Despite the increasing democratisation of the Republic, this sense of social superiority went unchallenged until the tribunates of Tiberius Sempronius Gracchus in 133 and his brother Gaius ten years later. With the Gracchi building up the class of equites in to a political force, the superiority of the senatorial optimates was denied, and from then on more ambitious politicians were prepared to use the people rather than the senate as a political base.
The populares (singular= popularis) tended to use the assemblies of the people for the passage of their laws, rather than deferring to senatorial authority, and claimed to champion liberty against factions in the senate. They wanted to extend voting rights, relieve poverty andgain popular support for agrarian, colonial or grain laws. Their optimate counterparts desired adhesion to conservative maesures based on the old oligarchic model, and used the term popularis in a derogatory sense to imply a demagogue who aimed at tyranny.

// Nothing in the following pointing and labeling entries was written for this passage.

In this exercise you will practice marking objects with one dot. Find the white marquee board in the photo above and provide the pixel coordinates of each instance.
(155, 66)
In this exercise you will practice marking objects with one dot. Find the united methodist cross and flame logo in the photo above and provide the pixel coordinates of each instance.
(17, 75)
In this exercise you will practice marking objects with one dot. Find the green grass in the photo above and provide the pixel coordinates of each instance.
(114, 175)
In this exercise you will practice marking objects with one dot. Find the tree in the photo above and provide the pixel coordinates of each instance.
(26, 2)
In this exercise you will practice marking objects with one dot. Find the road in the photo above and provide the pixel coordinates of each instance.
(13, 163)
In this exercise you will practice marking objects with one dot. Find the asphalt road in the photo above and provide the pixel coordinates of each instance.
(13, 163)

In practice, and especially in the final years of the Republic, the principles that lay behind the advancement of popular measures could become secondary to the advancement of one's own aims and one's own political advancement. The tribune M.Livius Drusus in the 90's used popularis methods to gain optimate ends, and some aristocrats in the age of Caesar and Cicero had no qualms about using the power of the people to manipulate the system, not to improve it. The career of P. Clodius Pulcher showed just how much the people could be used for one's own ends.
It is important to note that the optimates and populares were not "parties" in the modern political sense, but were rather "factio" in the Roman sense of the word, a collection of politicians often gathered around an unofficial leader with shifting political aims. A member of one faction could quite easily transfer himself to another, or a faction as a whole could adopt measures it had previously opposed.